白衣一枚での廊下は少し肌寒い。出来るならば、まだ暖かいうちに帰りたいものだ。
そういえば実験動物の中にも冬眠をするものがあるが、彼らは温度をだいたい一定に保たれた部屋で過ごしているので、冬眠することはないだろう。幸運というべきか気の毒というべきか、彼らは自然の理から外れた存在になってしまっているのである。
どうにも科学というのは何かを犠牲にして研究を進めている。
考え事をしていて今まで気付かなかったが、ふと耳に聞こえてくる音がある。靴の裏が床をこする、今の俺がたてているのと同じ音だ。その音は俺が向かっている方向から聞こえてくる。
うつむき加減だった視線を正面に戻すと、向こうから歩いてきている人が見えた。丸まった背中に、白髪、あの教授だった。
彼は後ろで手を組んでいて、佇まいはゆっくりと散歩する老人のようだ。夕日に眩しそうに目を細める様子も実に様になっている。
どうやら向こうもこちらに気づいたようで、目を開いてこちらを見る。
「やあ、君はあったことがあるね。確か……私がここに来た初日だったかな?」
「ええ、そうですね。

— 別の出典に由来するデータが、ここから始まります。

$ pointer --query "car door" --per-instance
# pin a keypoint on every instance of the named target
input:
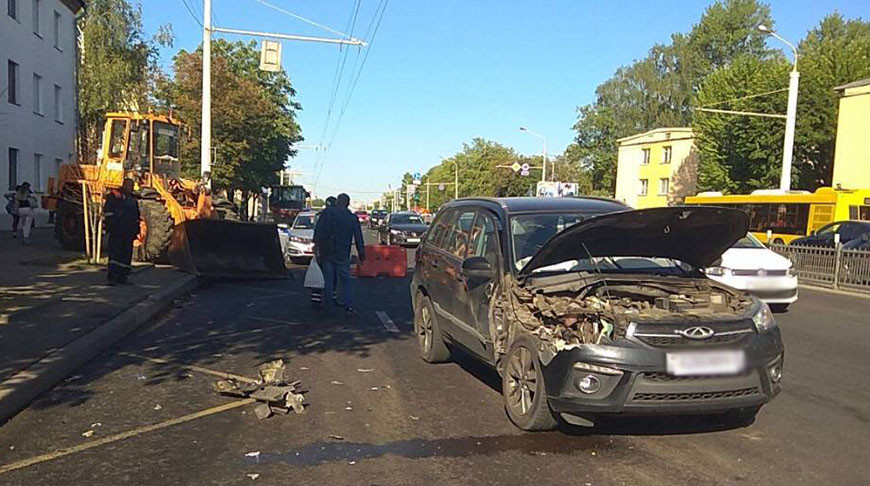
(455, 249)
(432, 265)
(474, 294)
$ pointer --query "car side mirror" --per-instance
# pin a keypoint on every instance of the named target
(477, 267)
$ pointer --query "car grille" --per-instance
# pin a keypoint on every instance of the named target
(676, 340)
(694, 396)
(774, 294)
(754, 273)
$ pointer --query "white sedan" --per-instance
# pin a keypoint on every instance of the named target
(750, 266)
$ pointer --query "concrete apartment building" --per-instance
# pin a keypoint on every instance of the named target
(657, 168)
(37, 89)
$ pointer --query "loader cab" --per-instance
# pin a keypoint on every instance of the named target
(141, 144)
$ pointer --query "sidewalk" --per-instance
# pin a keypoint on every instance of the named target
(50, 299)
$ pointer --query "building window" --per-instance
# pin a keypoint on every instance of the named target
(12, 82)
(37, 94)
(57, 30)
(58, 104)
(37, 172)
(36, 5)
(664, 182)
(13, 167)
(666, 155)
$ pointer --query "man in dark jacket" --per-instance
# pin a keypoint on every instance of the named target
(336, 229)
(122, 224)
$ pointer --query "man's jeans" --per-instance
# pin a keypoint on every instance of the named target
(336, 268)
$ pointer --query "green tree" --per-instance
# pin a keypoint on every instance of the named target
(657, 91)
(253, 116)
(741, 153)
(117, 63)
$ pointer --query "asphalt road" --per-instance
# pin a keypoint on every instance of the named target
(380, 415)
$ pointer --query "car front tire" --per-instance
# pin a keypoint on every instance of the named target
(523, 388)
(429, 338)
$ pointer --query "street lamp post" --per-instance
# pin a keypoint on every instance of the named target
(790, 115)
(544, 154)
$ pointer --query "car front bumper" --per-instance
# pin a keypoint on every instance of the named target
(636, 381)
(772, 290)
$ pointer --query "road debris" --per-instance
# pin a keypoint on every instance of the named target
(273, 392)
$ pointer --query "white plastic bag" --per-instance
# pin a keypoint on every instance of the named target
(314, 276)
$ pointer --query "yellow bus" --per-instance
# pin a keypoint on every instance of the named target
(785, 216)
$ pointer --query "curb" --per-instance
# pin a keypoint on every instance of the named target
(17, 392)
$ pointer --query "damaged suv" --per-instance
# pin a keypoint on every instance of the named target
(587, 308)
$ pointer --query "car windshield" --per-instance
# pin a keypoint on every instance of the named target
(406, 219)
(531, 231)
(305, 221)
(748, 241)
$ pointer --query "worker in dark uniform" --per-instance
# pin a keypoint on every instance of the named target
(122, 225)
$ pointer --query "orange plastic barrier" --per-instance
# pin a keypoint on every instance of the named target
(387, 260)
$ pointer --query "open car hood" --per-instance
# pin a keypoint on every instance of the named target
(696, 235)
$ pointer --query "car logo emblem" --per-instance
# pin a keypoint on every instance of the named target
(697, 332)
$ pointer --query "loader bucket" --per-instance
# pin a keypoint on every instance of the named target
(225, 248)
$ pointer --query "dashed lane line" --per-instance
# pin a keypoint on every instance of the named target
(5, 468)
(388, 323)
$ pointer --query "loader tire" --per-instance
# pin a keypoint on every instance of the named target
(157, 226)
(69, 227)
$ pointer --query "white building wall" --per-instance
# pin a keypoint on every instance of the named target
(22, 126)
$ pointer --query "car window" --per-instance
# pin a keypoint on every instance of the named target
(484, 240)
(457, 242)
(441, 228)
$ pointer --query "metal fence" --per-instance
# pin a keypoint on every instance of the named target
(829, 267)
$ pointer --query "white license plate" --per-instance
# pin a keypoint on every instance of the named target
(695, 363)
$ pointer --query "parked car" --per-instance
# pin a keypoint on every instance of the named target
(376, 218)
(403, 228)
(848, 231)
(751, 266)
(363, 216)
(585, 307)
(300, 247)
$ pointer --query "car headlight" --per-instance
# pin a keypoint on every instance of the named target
(716, 271)
(763, 318)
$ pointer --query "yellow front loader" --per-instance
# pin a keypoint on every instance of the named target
(176, 213)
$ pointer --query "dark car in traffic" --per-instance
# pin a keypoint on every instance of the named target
(827, 235)
(403, 228)
(588, 308)
(376, 218)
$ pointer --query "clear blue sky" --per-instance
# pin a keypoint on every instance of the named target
(441, 73)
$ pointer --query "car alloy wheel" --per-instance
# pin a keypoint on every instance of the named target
(522, 382)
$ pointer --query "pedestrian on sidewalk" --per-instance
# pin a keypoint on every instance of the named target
(25, 204)
(336, 230)
(122, 224)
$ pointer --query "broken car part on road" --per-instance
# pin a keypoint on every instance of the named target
(273, 392)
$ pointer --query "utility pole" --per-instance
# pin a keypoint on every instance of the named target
(790, 114)
(205, 150)
(207, 29)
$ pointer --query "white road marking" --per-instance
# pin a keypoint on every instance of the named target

こことは違う廊下でお会いしました」
彼は顎に手をやる。
「んー、そう……そうだったね。いや、この年になると覚えていられることが少なくなっていけない。大事な後輩達なのに」
「大事な後輩達ですか?」
「そうだよ。同じ研究者だもの、ここに来て楽しませてもらってるよ」
「それは良かったです」
俺は愛想笑いを浮かべて返事をすると、彼は急に顔を覗き込んできた。